Another well-studied problem concerns the elimination and control of invasive species. Invasive animal and plant species can cause significant damage to biodiversity through predation, competition for resources, genetic disturbance, and epidemics (Billionet, 2013). Due to a lack of human and financial resources, eliminating an invasive species requires careful evaluation of alternative managerial interventions for optimal deployment of those limited resources. For any control action to bear fruit, the spread dynamics of an invasion need to be carefully considered. The scale, speeds, and vectors of an invasion are highly dependent on the species being considered and the specific physical context of each invasion. To make matters more complicated, the data about invasions and their spatial-temporal spread are sparse and difficult to procure.

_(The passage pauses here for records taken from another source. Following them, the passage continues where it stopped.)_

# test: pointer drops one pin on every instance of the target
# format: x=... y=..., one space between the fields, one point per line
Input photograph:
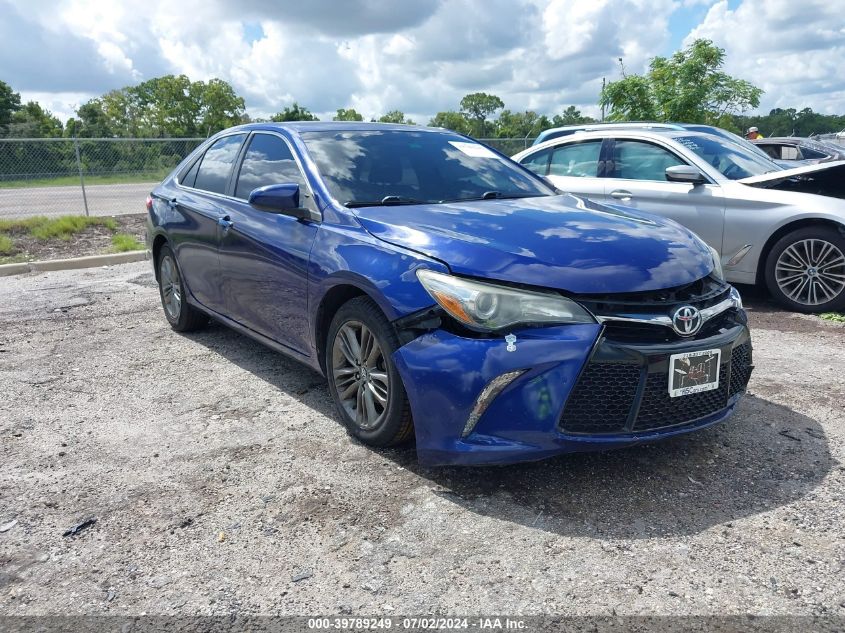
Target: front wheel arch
x=786 y=229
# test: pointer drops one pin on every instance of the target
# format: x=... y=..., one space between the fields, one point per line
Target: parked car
x=781 y=228
x=448 y=293
x=800 y=150
x=547 y=135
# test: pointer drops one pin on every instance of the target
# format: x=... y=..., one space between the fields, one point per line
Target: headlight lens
x=493 y=307
x=718 y=273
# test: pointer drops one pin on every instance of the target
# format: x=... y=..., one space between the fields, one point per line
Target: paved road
x=223 y=485
x=102 y=200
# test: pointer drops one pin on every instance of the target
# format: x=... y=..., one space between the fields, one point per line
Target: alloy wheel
x=360 y=375
x=171 y=288
x=811 y=272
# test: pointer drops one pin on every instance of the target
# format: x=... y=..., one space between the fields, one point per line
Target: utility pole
x=81 y=176
x=603 y=86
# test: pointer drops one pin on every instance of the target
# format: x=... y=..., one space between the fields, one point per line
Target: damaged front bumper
x=496 y=401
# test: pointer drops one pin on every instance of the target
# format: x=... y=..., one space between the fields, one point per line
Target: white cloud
x=419 y=57
x=794 y=51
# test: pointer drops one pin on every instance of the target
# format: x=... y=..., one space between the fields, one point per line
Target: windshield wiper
x=387 y=201
x=495 y=195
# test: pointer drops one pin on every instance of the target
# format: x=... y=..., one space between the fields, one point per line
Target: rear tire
x=181 y=316
x=805 y=270
x=363 y=380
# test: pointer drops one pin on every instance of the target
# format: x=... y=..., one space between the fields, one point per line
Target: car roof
x=322 y=126
x=632 y=132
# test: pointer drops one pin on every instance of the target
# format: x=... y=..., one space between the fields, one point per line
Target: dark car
x=795 y=149
x=447 y=293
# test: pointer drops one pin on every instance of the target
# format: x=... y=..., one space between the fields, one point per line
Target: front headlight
x=492 y=307
x=718 y=273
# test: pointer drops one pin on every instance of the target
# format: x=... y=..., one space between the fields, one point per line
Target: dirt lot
x=222 y=484
x=92 y=240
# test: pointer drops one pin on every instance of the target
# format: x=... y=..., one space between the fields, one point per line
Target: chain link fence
x=84 y=176
x=103 y=176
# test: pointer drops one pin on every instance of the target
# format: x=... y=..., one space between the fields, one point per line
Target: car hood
x=562 y=242
x=823 y=179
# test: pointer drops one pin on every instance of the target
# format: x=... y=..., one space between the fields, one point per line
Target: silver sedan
x=782 y=228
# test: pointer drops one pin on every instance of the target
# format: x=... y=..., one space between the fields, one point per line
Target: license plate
x=694 y=372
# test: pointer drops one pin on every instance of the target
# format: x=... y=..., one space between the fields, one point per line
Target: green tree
x=294 y=112
x=33 y=121
x=91 y=121
x=571 y=116
x=477 y=107
x=520 y=124
x=395 y=116
x=347 y=114
x=10 y=102
x=451 y=120
x=167 y=106
x=219 y=106
x=687 y=87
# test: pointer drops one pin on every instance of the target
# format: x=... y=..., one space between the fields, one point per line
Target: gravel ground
x=221 y=483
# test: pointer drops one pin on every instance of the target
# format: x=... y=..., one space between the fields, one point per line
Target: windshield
x=375 y=167
x=732 y=160
x=728 y=136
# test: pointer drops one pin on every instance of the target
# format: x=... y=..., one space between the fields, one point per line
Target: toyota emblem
x=686 y=320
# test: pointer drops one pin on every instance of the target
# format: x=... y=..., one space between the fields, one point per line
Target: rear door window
x=576 y=159
x=216 y=166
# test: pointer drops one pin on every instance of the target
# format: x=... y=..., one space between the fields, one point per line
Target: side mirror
x=685 y=173
x=282 y=199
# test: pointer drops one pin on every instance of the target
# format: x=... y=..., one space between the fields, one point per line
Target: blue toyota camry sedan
x=447 y=293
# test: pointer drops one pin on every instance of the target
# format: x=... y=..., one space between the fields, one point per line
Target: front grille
x=606 y=395
x=617 y=385
x=740 y=368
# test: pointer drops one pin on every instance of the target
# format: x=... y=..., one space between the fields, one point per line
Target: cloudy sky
x=418 y=56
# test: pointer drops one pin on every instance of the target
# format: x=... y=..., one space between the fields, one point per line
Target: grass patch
x=94 y=179
x=836 y=317
x=123 y=242
x=63 y=227
x=14 y=259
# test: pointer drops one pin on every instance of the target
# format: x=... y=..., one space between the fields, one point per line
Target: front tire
x=181 y=316
x=363 y=380
x=805 y=270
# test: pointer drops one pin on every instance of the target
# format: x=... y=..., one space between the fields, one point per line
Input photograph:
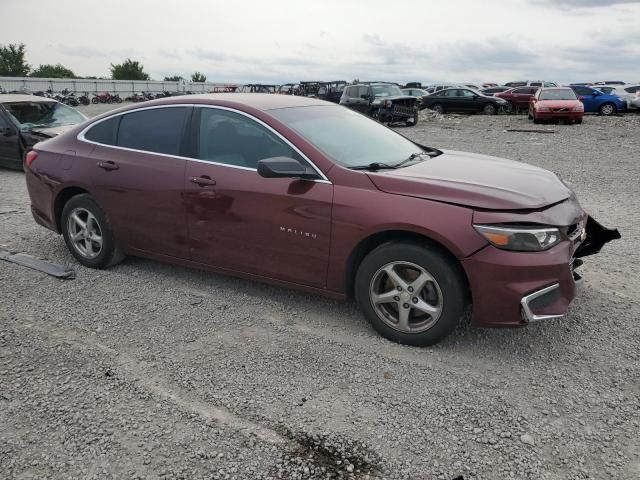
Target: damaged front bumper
x=533 y=286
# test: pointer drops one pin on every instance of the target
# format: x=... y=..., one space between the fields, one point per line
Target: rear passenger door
x=272 y=227
x=138 y=177
x=9 y=142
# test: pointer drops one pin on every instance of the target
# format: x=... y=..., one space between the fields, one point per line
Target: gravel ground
x=152 y=371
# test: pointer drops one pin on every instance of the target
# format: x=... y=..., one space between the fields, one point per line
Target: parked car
x=26 y=120
x=530 y=83
x=608 y=82
x=628 y=93
x=331 y=91
x=307 y=194
x=443 y=86
x=556 y=104
x=463 y=100
x=490 y=91
x=596 y=101
x=417 y=93
x=383 y=101
x=517 y=98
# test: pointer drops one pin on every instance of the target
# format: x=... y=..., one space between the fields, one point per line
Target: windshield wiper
x=373 y=167
x=410 y=158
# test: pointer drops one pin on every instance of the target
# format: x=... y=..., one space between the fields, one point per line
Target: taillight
x=30 y=157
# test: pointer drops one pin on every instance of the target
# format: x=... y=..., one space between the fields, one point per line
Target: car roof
x=259 y=101
x=20 y=98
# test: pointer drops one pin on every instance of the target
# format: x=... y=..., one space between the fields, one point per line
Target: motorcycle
x=84 y=99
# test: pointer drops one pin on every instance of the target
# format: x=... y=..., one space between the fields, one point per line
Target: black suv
x=383 y=101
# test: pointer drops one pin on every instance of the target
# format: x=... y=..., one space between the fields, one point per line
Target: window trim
x=81 y=137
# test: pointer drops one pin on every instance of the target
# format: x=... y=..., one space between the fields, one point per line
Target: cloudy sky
x=284 y=41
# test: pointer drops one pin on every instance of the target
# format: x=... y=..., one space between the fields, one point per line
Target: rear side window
x=351 y=92
x=104 y=132
x=156 y=130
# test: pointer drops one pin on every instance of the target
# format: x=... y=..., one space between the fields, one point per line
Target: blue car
x=596 y=101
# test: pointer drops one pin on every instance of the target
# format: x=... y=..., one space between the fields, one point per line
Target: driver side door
x=277 y=228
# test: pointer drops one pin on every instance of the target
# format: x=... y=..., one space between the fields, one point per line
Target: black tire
x=443 y=269
x=413 y=123
x=489 y=109
x=109 y=254
x=509 y=107
x=607 y=109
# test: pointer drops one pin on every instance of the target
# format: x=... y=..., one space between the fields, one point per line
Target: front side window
x=233 y=139
x=347 y=137
x=157 y=130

Thus, the control decisions rely on imperfect information and must be robust to various uncertainties to be truly applicable in real settings.
Some other problems related to conservation planning include long-term land use decisions, adverse effects caused by landscape fragmentation, rational use of forest resources, vegetation management, preservation of species’ genetic diversity, wildfire control (Billionet, 2013), optimal deployment of resources to stem illegal poaching and smuggling activity, studying a reserve’s resilience to climate change, and planning for long-term risks of climate change to a region’s biodiversity (Eaton et al., 2019). Further research into using optimization techniques to solve many different forms of the aforementioned problems is duly warranted and deserves immediate attention of serious operations research practitioners.
Billionnet, A. (2013). Mathematical optimization ideas for biodiversity conservation. European Journal of Operational Research, 231(3), 514-534.
Eaton, M. J., Yurek, S., Haider, Z., Martin, J., Johnson, F. A., Udell, B. J., … & Kwon, C. (2019). Spatial conservation planning under uncertainty: adapting to climate change risks using modern portfolio theory. Ecological Applications, doi: 10.1002/eap.1962.
IUCN [International Union for Conservation of Nature] (2019). Background & History. IUCN Red List of Threatened Species. https://www.iucnredlist.org/about/background-history.
Margules, C. R., & Pressey, R. L. (2000). Systematic conservation planning. Nature, 405(6783), 243-253.
Polasky, S., Nelson, E., Camm, J., Csuti, B., Fackler, P., Lonsdorf, E., … & Haight, R. (2008). Where to put things? Spatial land management to sustain biodiversity and economic returns. Biological Conservation, 141(6), 1505-1524.